I have four firewalls (old ALIX machines) running pfSense 2.4.4-RELEASE-p3 (amd64). They are on a local network, so that the WAN for each looks like a local address (10.xx.xx.xx). I call them fw1, fw2, fw3 and fw4. They have internal networks 192.168.11.1, 192.168.12.1, 192.168.13.1 and 192.168.14.1, respectively.
I have connected them via VPN, as in the real system, via:
IPSec , with Phase 2 Routed (VTI).
I'm running FRR OSPF to share routing information.The configuration is:
fw1 is connected to fw2
fw2 is connected to fw3
fw3 is connected to fw4
fw4 is connected to fw1
giving a "full circle", and two paths between each pair of firewalls.I had a long text describing my setup in more detail, but when I tested the error didn't occur anymore. It might be gone, it might be due to mixing "Redistribute connected networks" and defining OSPF interfaces (which I've fixed), or might be due to a wrong interface setting, but I'm not sure - it might also be intermittent.

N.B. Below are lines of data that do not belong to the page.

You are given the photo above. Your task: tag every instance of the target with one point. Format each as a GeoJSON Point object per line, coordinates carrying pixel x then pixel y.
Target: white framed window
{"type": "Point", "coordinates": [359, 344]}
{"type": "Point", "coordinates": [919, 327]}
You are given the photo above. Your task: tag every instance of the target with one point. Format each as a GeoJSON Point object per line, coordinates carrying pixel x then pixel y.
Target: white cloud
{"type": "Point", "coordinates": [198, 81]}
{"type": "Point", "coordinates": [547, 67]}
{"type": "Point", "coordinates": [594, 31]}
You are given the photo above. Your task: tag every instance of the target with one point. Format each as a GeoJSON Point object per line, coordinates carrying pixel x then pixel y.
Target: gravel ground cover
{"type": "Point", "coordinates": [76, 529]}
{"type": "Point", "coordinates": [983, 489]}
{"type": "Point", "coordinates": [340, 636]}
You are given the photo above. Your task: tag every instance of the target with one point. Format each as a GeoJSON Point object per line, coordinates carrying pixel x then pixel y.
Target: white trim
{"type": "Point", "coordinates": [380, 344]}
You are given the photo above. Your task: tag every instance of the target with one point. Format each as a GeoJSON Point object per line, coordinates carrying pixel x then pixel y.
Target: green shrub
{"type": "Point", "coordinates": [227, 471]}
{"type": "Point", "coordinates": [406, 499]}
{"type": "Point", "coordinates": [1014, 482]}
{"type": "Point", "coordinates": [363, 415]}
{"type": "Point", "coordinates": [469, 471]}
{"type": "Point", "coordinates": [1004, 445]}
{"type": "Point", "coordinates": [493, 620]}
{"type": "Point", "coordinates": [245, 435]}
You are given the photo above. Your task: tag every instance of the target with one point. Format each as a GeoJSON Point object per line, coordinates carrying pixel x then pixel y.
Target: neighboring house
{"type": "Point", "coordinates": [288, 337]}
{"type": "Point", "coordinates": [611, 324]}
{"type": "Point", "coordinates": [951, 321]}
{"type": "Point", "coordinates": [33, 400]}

Short problem: I observed traffic taking a different route back compared to the route it took going in. IE ssh packets originating from ssh port 22, on their own, on a firewall which didn't see the incoming packet - and thus blocked these packets, resulting in no connection.
Has anyone had this problem, and knows when and why? I've seen it in my production system also. Is there a way to force packets to take the same way back, without figuring out which combination of cost metrics works (in the production system, this is not quite so easy - there's no "circle" in that case.
-
A similar problem is described here
-
The problem with the ring setup is a device connected firewall 1 talking to a device connected to firewall 3 has an equal chance of using path 1->2->3 as path 1->4->3 so you have traffic asymmetry which a stateful firewall has difficulty with since it needs to see a SYN->SYN/ACK->ACK handshake.
If you setup your VPN as full-mesh (all nodes must have a tunnel to all other nodes), then any one site is always one hop away from any other site. Other routes "exist" but they are more than one hop away, thus less preferred so you don't typically have asymmetric traffic problems. unless something goes wrong.
With 4 nodes its not too bad you only need 6 tunnels, but at 15 nodes it is quite challenging as you would need 105 distinct tunnels, and you'd certainly be wanting some form of automation to create/maintain it. Formula is: (num_nodes^2 - num_nodes) /2 -
Yes, the ring setup is to simplify and to test any possible solutions. The real system has 8 nodes, so 28 tunnels according to your equation - so some connections will go over double hops, especially those which do not see a lot of traffic. Obviously, finding a cost distribution which fixes the issue is not that easy either with 8 nodes.
If it were possible to have ACK traffic be forced to go the same way SYN traffic came, problem solved. Jimp hinted at something in the other thread, with a solution in 2.5.0, but it doesn't seem to work yet. (See here).